2. The novel sodium battery hot-melt Mylar film mechanism according to claim 1, wherein a first guide rail (101) and a second guide rail (102) are respectively arranged on the length direction of the two sides of the front end and the rear end of the upper portion of the working platform (1), the front end of the first guide rail (101) and the front end of the second guide rail (102) are connected with an H-shaped guide rail (103), a third hot-melt mechanism (9) is movably arranged on a transverse beam of the H-shaped guide rail (103), a first hot-melt mechanism (7) and a second hot-melt mechanism (8) are respectively movably arranged on two longitudinal beams, and a fourth hot-melt mechanism (10) is fixedly arranged on the middle part of the front end of the working platform (1).

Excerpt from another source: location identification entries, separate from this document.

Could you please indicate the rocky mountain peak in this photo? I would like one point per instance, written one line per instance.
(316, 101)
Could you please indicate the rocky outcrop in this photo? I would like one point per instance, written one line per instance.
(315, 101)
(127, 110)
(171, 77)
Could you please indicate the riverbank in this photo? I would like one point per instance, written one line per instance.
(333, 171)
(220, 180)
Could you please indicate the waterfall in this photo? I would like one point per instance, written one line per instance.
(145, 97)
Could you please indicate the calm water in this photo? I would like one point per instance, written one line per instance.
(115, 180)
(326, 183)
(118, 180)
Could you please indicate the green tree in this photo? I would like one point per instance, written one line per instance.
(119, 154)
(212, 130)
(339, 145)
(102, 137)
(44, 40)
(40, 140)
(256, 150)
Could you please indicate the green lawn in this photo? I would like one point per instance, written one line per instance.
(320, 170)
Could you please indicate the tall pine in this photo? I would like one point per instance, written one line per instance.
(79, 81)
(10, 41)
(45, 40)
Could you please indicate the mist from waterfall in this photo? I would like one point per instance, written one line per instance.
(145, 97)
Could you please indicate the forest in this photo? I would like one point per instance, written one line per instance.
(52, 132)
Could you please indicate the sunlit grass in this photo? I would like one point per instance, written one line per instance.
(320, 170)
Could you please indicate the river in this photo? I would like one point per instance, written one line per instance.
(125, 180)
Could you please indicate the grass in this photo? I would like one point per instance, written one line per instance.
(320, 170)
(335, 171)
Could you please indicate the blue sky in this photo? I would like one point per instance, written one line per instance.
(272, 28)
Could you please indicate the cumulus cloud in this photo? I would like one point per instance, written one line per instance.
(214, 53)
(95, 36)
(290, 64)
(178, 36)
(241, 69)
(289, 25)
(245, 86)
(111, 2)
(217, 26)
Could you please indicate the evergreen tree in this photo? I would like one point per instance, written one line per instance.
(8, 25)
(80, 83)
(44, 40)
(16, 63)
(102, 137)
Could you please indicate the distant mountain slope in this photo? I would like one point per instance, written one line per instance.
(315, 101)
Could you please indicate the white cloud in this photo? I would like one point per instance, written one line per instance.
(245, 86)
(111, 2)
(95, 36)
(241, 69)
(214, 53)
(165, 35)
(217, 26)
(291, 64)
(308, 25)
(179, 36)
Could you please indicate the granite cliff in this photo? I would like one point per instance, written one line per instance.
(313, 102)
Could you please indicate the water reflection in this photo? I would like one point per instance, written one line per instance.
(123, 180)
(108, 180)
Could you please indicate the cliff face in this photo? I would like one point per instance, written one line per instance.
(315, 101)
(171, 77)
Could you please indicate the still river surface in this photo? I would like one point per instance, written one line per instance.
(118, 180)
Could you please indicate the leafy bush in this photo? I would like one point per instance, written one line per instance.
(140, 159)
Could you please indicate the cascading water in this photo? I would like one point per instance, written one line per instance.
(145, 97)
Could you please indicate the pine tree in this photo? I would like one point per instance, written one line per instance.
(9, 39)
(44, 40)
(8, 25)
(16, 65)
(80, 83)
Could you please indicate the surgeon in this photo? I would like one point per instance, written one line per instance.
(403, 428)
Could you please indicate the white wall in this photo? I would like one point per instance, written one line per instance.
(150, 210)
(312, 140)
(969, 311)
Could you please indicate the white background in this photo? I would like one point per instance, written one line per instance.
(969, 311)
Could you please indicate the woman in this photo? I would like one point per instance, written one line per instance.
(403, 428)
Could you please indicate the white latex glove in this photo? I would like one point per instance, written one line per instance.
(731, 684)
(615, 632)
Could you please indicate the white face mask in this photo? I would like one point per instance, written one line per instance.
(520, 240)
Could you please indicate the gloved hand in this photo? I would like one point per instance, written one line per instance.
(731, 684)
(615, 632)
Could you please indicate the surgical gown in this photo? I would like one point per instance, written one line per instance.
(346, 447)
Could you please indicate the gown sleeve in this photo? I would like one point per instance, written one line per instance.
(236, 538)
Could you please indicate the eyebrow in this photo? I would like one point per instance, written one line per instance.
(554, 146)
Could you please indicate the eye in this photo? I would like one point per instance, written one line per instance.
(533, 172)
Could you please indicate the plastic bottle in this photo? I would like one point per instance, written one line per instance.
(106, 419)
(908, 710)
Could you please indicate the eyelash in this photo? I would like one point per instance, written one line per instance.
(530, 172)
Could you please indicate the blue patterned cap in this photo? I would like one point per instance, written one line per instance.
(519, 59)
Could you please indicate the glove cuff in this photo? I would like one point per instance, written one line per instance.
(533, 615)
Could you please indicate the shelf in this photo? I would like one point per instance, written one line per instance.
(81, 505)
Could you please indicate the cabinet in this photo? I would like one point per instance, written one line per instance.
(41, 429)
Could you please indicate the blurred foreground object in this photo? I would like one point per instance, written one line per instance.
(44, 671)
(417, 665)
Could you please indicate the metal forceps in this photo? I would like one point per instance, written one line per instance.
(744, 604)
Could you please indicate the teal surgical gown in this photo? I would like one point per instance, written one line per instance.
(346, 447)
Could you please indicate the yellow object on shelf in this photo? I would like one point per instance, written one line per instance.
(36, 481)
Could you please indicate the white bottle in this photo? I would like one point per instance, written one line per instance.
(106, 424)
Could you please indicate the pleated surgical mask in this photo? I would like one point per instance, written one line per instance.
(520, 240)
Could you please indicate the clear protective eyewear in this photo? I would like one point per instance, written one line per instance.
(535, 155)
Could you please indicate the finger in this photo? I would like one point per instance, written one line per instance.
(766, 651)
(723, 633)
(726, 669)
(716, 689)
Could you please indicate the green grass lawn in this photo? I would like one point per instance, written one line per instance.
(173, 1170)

3. The novel hot-melt Mylar film mechanism for sodium batteries according to claim 2, wherein two sides of a bottom plate (201) of the battery cell positioning mechanism (2) are in sliding connection with tops of the first guide rail (101) and the second guide rail (102), a rodless cylinder (202) is mounted on the inner side of the first guide rail (101) or the inner side of the second guide rail (102), and a telescopic end of the rodless cylinder (202) is fixedly connected with the bottom plate (201).

4. The novel hot-melt Mylar film mechanism for sodium batteries according to claim 2, wherein the pressing mechanism (6) is fixed on a door-shaped sliding frame (11), and the left end and the right end of the door-shaped sliding frame (11) are respectively connected in the outer side sliding rails of the first guide rail (101) and the second guide rail (102) in a sliding manner.

5. The novel hot-melt Mylar film mechanism for sodium batteries according to claim 4, wherein the pressing mechanism (6) is a three-axis cylinder, and the telescopic end of the three-axis cylinder is connected with the cell pressing plate (601).

6. The novel hot-melt Mylar film mechanism for sodium batteries according to claim 2, wherein the first hot-melt mechanism (7), the second hot-melt mechanism (8) and the third hot-melt mechanism (9) are all slidingly connected to two longitudinal beams and transverse beams of the H-shaped guide rail (103) through a T-shaped connecting plate (12).

7. The novel hot-melt Mylar film mechanism for sodium batteries according to claim 2, wherein the front ends of the first guide rail (101) and the second guide rail (102) are respectively provided with a limiting block (13) for stopping the battery cell positioning mechanism (2).

8. The novel hot-melt Mylar film mechanism for sodium batteries according to claim 1, wherein the first hot-melt mechanism (7), the second hot-melt mechanism (8), the third hot-melt mechanism (9) and the fourth hot-melt mechanism (10) are all cylinders connected with hot-melt strips (15) through hot-melt strip mounting blocks (14).

9. The novel sodium battery hot-melt Mylar film mechanism according to claim 8, wherein the cylinders are provided with magnetic rings and tail limiting mechanisms for controlling the movement stroke of the piston.

10. The novel hot-melt Mylar film mechanism for sodium batteries according to claim 1, wherein a plurality of movable grooves (203) are formed in the top of the cell positioning mechanism (2), and an L-shaped clamping block (3) and a cell positioning block (5) are movably arranged in each movable groove (203).